Il coordinamento con la scala regionale appare altrettanto cruciale: le regioni, attraverso i propri piani territoriali, le politiche infrastrutturali e i programmi di sviluppo economico, dovrebbero giocare un ruolo centrale nella territorializzazione delle traiettorie dello sviluppo logistico definite centralmente. Al contrario, senza un allineamento tra politiche nazionali, pianificazione regionale e strumenti di area vasta, il rischio è quello di rafforzare ulteriormente la frammentazione, producendo un mosaico di interventi scollegati e spesso contraddittori.

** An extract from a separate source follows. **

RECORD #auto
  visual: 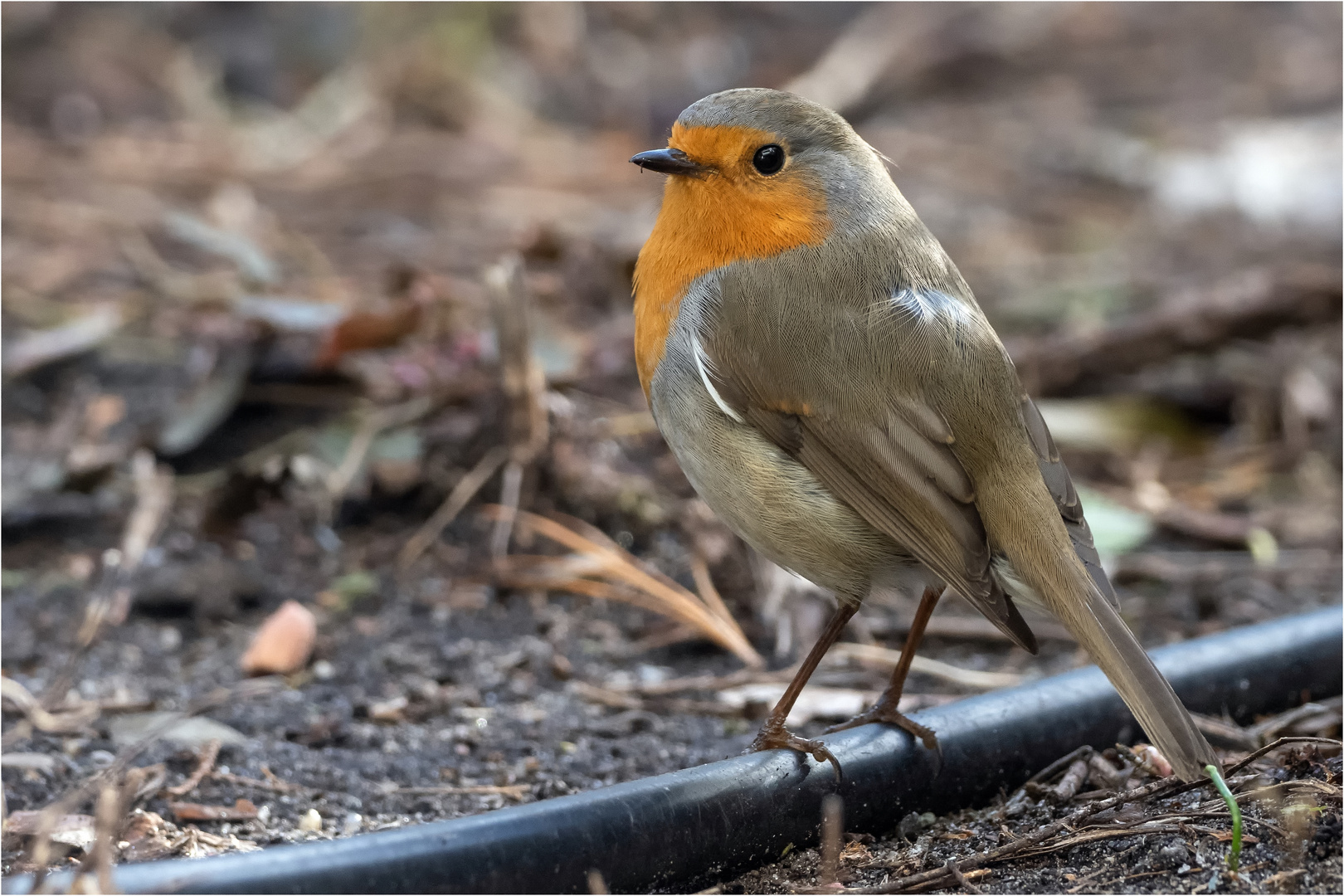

In questo senso, il governo del territorio può rappresentare uno spazio di negoziazione e di regolazione dei regimi territoriali della logistica, contribuendo a riequilibrare i rapporti di forza tra attori pubblici e privati.
Approfondimenti
- Brenner, N; Katsikis, N. (2020), Operational Landscapes: Hinterlands of the Capitalocene, Architectural Design, 90(1): 22-31
- Coe, N.M. (2020), Logistical geographies, Geography Compass, 14(10): 1-16
- Silvestro, E., Valz Griz, A. e Salone C. (2025), Per una political economy degli hinterland logistici: i regimi territoriali della logistica, Semestrale di Studi e Ricerche di Geografia, XXXVII(1): 143-159
* Questo contributo presenta alcuni risultati del progetto PRIN New Italian Geographies of Logistics (finanziato dall’Unione Europea – Next Generation EU, Missione 4, Componente 1, CUP D53D23011390006).